All modes of transport, including bicycles, internal combustion engine (ICEs) cars, and electric vehicles (EVs), rely on energy transformation. Bicycles depend on a rider’s muscles, fueled by glycogen, to generate torque through the crank arm. ICE cars convert the combustion of liquid fuel into torque on the crankshaft. In contrast, EVs use electric motors to transform electrical energy into torque acting on the motor’s central shaft.
Although energy transformation effectively propels vehicles, it’s never 100% efficient, with heat being the most common byproduct of this inefficiency.
Surprisingly, humans are only about 25% efficient and must sweat to shed excess heat while exercising. ICE vehicles offer slightly better efficiency, peaking at around 40%. But they still lose significant energy as heat through exhaust gases. They also require extensive cooling systems to keep pistons and cylinders from melting. In comparison, EVs exhibit far greater efficiency, converting 75 to 90% of their electrical input into mechanical output. However, despite their high efficiency, EVs also generate waste heat that must be managed effectively.
Heat sources in EVs
In EVs, various energy transformations generate heat and require careful management. Some of these processes include:
- High to low-voltage dc conversion: Essential for running peripheral systems.
- Ac to dc conversion: Occurs while onboard chargers (OBC) are charged.
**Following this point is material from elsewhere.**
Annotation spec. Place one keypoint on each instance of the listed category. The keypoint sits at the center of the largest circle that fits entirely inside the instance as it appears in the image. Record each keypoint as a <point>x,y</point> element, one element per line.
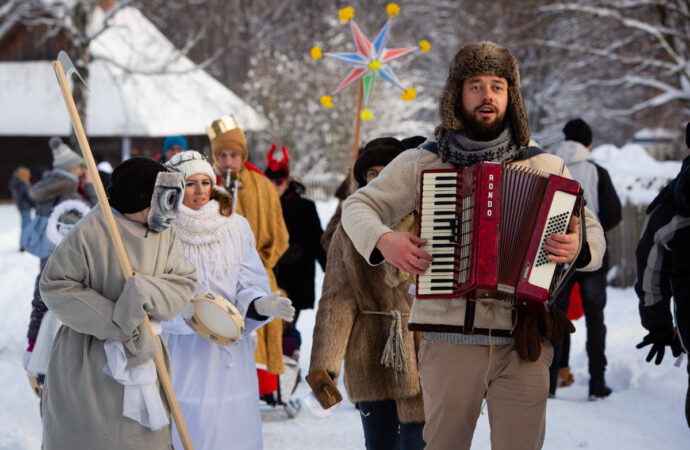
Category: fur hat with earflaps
<point>64,158</point>
<point>277,168</point>
<point>484,58</point>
- Battery charging and discharging: This process produces heat, especially during rapid charging.
- Dc to ac conversion: Inverters transform battery dc into ac for traction motors.
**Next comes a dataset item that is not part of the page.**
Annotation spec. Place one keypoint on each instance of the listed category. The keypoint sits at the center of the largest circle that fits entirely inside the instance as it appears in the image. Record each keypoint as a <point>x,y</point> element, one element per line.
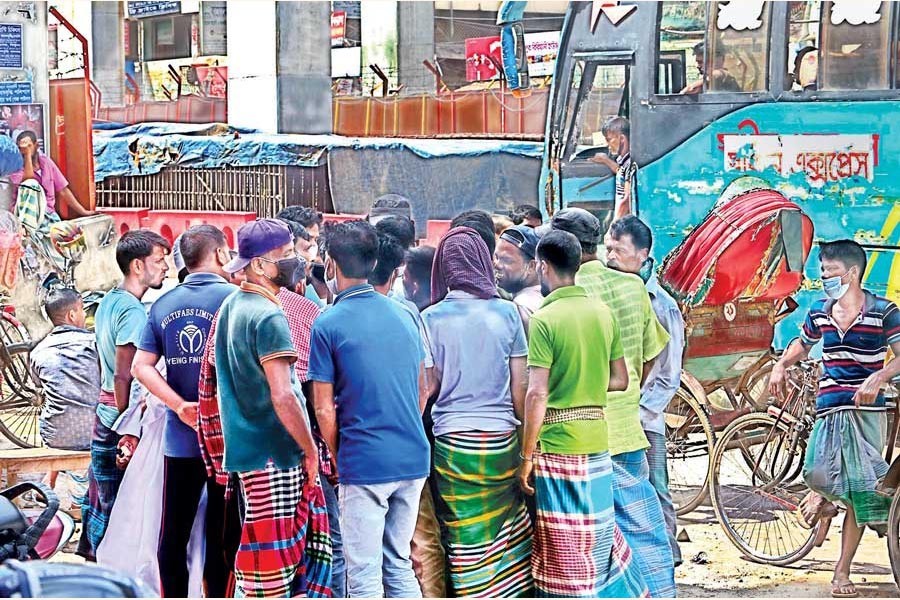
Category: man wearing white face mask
<point>844,454</point>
With these processes in mind, next let’s discuss how thermal management is related to battery cells and inverters — which are the most significant sources of heat in EVs.
Managing battery cells
Lithium-ion batteries, most EVs’ backbone, move lithium ions between the anode and cathode. Although the Coulombic efficiency measures how much charge is returned to a battery after a charge cycle compared to how much charge was put in, of these batteries can exceed 99%, losses in the form of heat are inevitable. Rapid charging or discharging can exacerbate heat generation, posing a challenge for thermal management, mainly because battery packs often comprise thousands of individual cells.
Optimal battery performance occurs within a temperature range of 5° to 40° C. In extreme climates, particularly cold environments, managing heat becomes crucial. The thermal management system must facilitate heat removal when batteries overheat and heat addition to maintain optimal operating temperatures.
Traditional ICE cooling systems, which use liquid cooling, have been adapted for EVs. With its high heat capacity, water serves as an excellent heat transfer fluid. This adaptation is complex due to the different heat generation dynamics. In ICE vehicles, a limited number of cylinders must be cooled. However, in EV battery packs may contain thousands of cells, each generating heat unevenly.
Two common approaches are:
1. Cold plates are large, flat plates containing channels through which a heat exchange fluid circulates. These plates are positioned above or below the batteries and may incorporate specialized Thermal Interface Materials (TIMs) to enhance heat transfer. Cold plates effectively manage heat, especially for battery packs using cylindrical cells, which often exhibit anisotropic heat dissipation.
2. Cooling ribbons are hollow aluminum channels that snake around individual battery cells. This method, favored by companies like Tesla, increases surface contact with each cell, allowing for better thermal management. Liquid coolant is pumped through these ribbons to adjust cell temperatures as needed; this design has proven effective and durable.
Addressing battery cooling issues
As battery technology advances, the need for efficient cooling systems will become more prevalent. A current limitation is the contact area — cold plates, and cooling ribbons have limited contact with the surface of battery cells, constraining heat transfer.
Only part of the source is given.